I am reading a paper that refers to a "natural surjection" between M_g

and the group of symplectic 2gx2g-matrices. All I know is this map is related to some

action of M_g on H₁(S_g,Z). I think this

action is define by/as the induced maps on homology by the D_i , i.e.,

the Dehn twists that generate S_g. I think the kernel is the Torelli

group, but I am not sure.

Any Ideas/Refs.?

Thanks.

 

[lavinia]

I don't know anything about this subject but this Wikipedia article seems to briefly answer your question.

http://en.wikipedia.org/wiki/Mapping_class_group#Torelli_group

Look at the section on the Torelli group.

I gather from the blurbs in Wikipedia that the mapping class group of an orientable surface acts on the first Z- cohomology of the surface which through the cup product is a linear symplectic manifold. The action preserves the cup product and hence the linear symplectic form that the cup product determines. The reason that the cup product determines a symplectic form is because for a 2 manifold the bilinear form is antisymmetric.

The kernel of the action is called the Torelli group.

 

[Bacle]

Thanks, Lavinia:

I just had a dumb confusion; the issue is that every automorphism in Mg gives

rise to an automorphism in homology, and Tg is the kernel of this general assignment

( of the homology functor, I guess) , i.e, the subgroup of automorphisms

that induce the identity map in homology.
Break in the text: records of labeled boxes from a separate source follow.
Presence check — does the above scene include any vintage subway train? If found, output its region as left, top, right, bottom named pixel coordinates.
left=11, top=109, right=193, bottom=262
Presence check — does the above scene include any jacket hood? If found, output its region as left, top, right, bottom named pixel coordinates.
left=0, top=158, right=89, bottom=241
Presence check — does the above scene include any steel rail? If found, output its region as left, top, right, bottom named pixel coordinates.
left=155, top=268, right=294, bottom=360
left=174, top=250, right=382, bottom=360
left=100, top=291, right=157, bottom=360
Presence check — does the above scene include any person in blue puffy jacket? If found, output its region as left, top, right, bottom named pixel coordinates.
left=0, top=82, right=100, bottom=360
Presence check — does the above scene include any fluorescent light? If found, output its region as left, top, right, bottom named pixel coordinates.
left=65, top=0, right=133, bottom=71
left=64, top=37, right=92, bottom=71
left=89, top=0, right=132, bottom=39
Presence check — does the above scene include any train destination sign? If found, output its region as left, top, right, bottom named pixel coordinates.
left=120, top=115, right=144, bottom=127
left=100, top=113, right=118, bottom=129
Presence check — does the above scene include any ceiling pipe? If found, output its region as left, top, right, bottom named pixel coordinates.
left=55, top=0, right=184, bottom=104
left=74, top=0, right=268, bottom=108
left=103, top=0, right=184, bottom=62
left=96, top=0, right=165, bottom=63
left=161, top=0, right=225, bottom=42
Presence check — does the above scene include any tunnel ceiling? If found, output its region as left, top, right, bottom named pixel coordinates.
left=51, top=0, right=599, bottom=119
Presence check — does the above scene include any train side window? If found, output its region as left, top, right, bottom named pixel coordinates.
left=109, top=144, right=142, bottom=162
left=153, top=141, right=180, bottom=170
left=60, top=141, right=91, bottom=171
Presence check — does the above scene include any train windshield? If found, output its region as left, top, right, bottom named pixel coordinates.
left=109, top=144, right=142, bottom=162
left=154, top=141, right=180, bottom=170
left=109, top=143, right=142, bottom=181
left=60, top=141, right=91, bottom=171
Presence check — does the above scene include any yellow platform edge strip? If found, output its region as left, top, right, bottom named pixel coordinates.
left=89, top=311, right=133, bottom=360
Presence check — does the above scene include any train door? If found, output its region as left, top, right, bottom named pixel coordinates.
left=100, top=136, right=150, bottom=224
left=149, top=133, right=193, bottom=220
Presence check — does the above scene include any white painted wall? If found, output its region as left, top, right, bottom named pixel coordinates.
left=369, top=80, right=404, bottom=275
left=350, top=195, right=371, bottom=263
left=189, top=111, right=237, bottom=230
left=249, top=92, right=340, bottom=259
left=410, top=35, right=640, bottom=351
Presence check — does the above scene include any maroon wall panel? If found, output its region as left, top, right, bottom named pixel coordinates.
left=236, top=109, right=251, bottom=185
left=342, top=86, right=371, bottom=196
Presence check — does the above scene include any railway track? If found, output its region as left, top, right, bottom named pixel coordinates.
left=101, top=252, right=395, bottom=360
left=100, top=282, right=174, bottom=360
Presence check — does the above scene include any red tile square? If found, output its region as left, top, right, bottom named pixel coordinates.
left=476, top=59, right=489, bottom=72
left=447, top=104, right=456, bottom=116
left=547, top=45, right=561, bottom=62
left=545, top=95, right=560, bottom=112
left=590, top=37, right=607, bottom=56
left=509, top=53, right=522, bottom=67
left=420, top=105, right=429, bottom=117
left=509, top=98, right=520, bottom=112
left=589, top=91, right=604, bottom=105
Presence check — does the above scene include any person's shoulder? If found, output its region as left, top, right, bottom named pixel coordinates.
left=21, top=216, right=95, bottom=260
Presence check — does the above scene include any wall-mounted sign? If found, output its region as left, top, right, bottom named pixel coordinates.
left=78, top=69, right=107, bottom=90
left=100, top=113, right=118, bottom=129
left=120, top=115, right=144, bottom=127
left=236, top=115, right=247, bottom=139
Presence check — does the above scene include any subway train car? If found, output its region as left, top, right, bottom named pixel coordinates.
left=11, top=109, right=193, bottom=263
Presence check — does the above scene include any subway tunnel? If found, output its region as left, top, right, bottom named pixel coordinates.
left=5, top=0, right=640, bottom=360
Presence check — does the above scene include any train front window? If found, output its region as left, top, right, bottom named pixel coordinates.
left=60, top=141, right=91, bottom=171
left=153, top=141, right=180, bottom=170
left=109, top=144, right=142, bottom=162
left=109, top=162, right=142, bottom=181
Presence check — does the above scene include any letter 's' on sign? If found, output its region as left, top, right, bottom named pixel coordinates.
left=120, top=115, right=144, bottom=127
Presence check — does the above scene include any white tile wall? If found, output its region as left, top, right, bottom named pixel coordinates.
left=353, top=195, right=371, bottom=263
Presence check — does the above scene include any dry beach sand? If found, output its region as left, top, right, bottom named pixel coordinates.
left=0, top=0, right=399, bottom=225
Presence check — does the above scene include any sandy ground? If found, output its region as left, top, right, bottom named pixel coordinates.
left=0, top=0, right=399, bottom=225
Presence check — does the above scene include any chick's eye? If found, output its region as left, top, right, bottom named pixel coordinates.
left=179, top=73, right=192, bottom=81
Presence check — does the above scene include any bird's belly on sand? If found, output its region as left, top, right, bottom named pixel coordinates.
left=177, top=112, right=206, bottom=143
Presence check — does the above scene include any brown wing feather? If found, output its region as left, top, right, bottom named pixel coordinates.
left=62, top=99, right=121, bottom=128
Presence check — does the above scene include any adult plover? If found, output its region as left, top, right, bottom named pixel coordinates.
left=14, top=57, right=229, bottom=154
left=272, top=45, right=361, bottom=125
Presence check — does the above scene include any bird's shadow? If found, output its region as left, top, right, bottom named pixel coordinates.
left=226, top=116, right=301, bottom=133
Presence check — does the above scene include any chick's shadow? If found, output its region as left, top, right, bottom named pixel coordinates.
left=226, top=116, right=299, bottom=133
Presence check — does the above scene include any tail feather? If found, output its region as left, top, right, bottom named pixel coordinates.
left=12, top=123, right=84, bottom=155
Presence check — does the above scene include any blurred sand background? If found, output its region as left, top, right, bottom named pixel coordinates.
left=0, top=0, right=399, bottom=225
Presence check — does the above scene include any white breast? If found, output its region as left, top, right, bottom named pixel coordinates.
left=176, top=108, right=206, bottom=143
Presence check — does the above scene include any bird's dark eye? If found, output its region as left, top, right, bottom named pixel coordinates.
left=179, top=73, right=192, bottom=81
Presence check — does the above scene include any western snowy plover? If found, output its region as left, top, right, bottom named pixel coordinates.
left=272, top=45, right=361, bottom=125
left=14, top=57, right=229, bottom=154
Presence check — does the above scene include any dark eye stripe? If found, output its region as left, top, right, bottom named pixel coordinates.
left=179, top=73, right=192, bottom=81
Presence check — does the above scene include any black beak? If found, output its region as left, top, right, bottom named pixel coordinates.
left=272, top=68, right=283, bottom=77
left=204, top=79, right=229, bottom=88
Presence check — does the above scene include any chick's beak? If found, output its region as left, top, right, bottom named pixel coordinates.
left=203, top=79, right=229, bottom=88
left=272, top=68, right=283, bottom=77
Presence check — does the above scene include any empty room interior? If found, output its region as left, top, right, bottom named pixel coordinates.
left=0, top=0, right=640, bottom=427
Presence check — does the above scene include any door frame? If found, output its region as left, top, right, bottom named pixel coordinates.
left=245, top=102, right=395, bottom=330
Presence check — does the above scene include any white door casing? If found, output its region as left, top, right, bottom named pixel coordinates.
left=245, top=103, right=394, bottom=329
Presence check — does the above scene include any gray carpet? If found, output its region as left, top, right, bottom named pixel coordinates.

Sorry, just to make up for my dumb question;

I was confused because I believed since the induced maps (by a diffeo.) are isomorphisms,

that they fixed homology, i.e., were the identity, but this is clearly not the case.

Phew... feels good to get it out of my system. Now, I got to go deal with

ugly level-2 prime congruence subgroups of Sp(2g,Z). Later.